The city has turned to tourism for economic stability, hoping to capitalize on its role as a cog in the movement and its connection to Bloody Sunday, when on March 7, 1965, armed officers brutally attacked peaceful protesters attempting to march from Selma to Montgomery for voting rights.

But economic energy is in low supply here -- the city's main streets are lined with boarded up or abandoned buildings, and weathered old storefronts leaving little to draw in visitors.

The black and white sections of town are starkly different, the white side boasting large antebellum homes with massive columns and wrap-around front porches, some with rocking chairs, many others abandoned and over-grown.

"How's that saying go? The more things change the more they stay the same," said Joyce O'Neal, the church historian at Brown Memorial A.M.E Church in Selma, where mass meetings were held during the Civil Rights era.
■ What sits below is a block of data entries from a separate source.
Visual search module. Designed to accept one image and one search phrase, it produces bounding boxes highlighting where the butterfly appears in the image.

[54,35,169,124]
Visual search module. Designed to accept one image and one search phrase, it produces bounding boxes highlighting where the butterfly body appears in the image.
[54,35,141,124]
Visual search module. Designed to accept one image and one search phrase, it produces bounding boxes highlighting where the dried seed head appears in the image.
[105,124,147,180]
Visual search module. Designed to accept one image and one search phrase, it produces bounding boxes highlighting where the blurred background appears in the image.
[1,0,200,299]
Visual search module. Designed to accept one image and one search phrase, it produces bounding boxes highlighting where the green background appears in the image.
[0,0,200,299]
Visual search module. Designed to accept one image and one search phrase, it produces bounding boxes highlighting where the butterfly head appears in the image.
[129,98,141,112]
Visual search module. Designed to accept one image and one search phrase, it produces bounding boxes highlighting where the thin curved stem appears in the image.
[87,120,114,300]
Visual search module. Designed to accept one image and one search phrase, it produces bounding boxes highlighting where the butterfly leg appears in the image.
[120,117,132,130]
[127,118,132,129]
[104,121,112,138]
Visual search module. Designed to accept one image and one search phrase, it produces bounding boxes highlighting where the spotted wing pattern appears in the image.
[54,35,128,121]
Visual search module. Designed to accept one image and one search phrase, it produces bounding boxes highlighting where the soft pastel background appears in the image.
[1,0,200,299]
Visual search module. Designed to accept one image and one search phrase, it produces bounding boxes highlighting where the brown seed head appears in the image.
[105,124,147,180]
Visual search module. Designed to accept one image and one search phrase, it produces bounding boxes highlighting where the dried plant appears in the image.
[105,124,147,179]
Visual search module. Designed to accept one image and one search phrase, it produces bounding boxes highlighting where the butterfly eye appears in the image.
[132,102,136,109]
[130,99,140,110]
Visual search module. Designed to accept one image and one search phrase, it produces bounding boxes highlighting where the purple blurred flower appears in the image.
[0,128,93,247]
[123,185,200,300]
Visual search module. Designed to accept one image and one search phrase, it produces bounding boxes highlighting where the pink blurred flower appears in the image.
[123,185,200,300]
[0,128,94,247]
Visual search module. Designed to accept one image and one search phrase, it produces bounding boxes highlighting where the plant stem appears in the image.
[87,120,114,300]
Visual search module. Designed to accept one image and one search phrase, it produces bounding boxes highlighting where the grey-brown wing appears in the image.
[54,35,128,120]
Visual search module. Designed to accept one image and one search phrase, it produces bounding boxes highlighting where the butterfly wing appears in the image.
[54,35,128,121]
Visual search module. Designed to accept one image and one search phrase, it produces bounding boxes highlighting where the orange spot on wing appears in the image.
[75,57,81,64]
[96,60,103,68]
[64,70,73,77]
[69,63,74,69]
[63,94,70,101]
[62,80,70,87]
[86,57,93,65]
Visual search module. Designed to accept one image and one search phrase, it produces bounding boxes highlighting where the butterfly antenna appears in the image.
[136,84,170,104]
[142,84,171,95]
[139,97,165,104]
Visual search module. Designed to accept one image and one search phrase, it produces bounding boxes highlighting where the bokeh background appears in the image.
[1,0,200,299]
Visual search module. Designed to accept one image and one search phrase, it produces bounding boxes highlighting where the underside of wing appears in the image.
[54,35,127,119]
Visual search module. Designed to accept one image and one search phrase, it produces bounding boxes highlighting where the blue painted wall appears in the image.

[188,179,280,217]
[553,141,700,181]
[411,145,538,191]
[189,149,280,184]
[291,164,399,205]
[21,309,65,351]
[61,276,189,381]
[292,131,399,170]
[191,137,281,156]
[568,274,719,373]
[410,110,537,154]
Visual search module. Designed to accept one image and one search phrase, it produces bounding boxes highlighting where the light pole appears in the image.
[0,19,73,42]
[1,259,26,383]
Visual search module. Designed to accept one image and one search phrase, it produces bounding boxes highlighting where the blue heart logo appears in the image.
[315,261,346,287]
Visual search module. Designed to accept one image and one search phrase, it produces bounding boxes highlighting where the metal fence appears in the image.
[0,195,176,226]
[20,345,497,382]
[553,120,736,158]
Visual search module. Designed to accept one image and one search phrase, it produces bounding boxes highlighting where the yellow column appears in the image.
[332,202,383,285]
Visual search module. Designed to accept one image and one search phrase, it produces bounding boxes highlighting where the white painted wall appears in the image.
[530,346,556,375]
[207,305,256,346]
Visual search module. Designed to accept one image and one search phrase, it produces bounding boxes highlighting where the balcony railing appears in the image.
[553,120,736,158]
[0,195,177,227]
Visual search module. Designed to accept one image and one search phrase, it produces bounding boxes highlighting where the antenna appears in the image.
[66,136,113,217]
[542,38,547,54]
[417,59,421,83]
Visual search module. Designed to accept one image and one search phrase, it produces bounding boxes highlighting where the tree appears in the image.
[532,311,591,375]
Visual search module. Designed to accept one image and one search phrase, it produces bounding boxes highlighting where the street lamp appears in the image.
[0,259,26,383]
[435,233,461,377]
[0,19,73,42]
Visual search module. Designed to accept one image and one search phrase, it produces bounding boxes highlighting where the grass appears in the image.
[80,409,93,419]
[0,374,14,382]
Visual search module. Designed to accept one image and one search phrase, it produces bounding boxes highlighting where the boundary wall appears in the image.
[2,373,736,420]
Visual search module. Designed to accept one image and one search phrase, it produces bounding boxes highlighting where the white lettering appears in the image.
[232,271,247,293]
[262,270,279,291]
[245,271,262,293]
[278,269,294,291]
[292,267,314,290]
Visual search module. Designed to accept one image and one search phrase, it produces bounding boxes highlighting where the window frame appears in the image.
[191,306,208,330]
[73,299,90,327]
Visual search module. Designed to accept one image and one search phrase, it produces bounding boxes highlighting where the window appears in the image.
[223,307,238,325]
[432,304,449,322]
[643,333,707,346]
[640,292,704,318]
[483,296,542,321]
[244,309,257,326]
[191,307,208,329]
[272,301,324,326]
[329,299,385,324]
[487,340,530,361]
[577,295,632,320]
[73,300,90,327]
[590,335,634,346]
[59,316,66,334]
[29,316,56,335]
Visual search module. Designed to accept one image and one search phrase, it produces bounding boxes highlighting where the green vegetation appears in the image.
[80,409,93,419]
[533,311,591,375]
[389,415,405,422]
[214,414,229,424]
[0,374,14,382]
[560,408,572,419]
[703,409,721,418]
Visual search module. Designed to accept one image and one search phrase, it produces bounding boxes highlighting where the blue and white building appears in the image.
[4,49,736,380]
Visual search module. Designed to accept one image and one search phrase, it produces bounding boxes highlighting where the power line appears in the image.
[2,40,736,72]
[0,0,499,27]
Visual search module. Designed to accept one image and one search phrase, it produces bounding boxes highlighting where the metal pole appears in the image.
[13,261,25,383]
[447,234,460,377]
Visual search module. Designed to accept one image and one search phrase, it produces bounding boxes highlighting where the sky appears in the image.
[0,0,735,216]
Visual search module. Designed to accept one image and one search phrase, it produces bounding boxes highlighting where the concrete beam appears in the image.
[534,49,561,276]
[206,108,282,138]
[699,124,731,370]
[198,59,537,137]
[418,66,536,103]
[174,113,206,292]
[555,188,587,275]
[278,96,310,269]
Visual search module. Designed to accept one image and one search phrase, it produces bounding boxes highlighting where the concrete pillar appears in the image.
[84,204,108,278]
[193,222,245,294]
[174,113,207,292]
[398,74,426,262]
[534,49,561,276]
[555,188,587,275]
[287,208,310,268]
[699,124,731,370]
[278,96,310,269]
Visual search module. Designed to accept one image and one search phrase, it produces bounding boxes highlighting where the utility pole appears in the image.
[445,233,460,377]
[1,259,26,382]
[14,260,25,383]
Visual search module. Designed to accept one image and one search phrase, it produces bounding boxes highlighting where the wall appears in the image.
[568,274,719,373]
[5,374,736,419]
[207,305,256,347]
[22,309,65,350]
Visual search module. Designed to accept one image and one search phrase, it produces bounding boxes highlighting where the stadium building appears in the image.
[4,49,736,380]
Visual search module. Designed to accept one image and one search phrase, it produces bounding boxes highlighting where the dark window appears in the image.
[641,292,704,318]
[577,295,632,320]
About an hour before 11 a.m. service on Sunday, with the first three rows filled with college students and a group of original Freedom Riders, O'Neal talked of Selma's triumphs and tragedies, and the role of the church in the Civil Rights Movement.

"Selma came kicking and screaming into a new way of life. But it still has that subtle racism," she said. "That's not to say that things aren't a whole lot better -- things that we can do, things that we can participate in, careers that you can have," she said. "But now that I'm here and retired, I can still see some of the racism, especially with the schools."

When segregation of the public schools began to unravel in the 1960s, whites simply took their children out of the school systems and enrolled them in what some call "seg academies," private academies founded to keep segregation in tact.

"The whites say if we can't control it, then we don't want anything to do with it," said Aubrey Larkin, a trustee on the Brown Chapel board.

In 1965 protesters gathered at the Brown Chapel and prayed before setting out on a planned march to the state capital. Then they walked about six blocks from the church to the foot of the Edmund Pettis Bridge, where Congressman and original Freedom Rider John Lewis, alongside nearly 600 protesters, faced off with police officers who had been ordered to disrupt their march. Lewis and the marchers were beaten bloody, with the future congressman suffering a fractured skull.

White onlookers lined the side of the road and cheered on the attackers. The incident came to be known as Bloody Sunday, and Selma and the bridge are forever tied to it.

On this Sunday morning in 2011, with a cool wind whipping off the river, old and new Freedom Riders gathered at the foot of the Edmund Pettis. We lined up two-by-two and walked silently over the bridge together, as the relics of Selma's historic past loomed over us ever so humbly.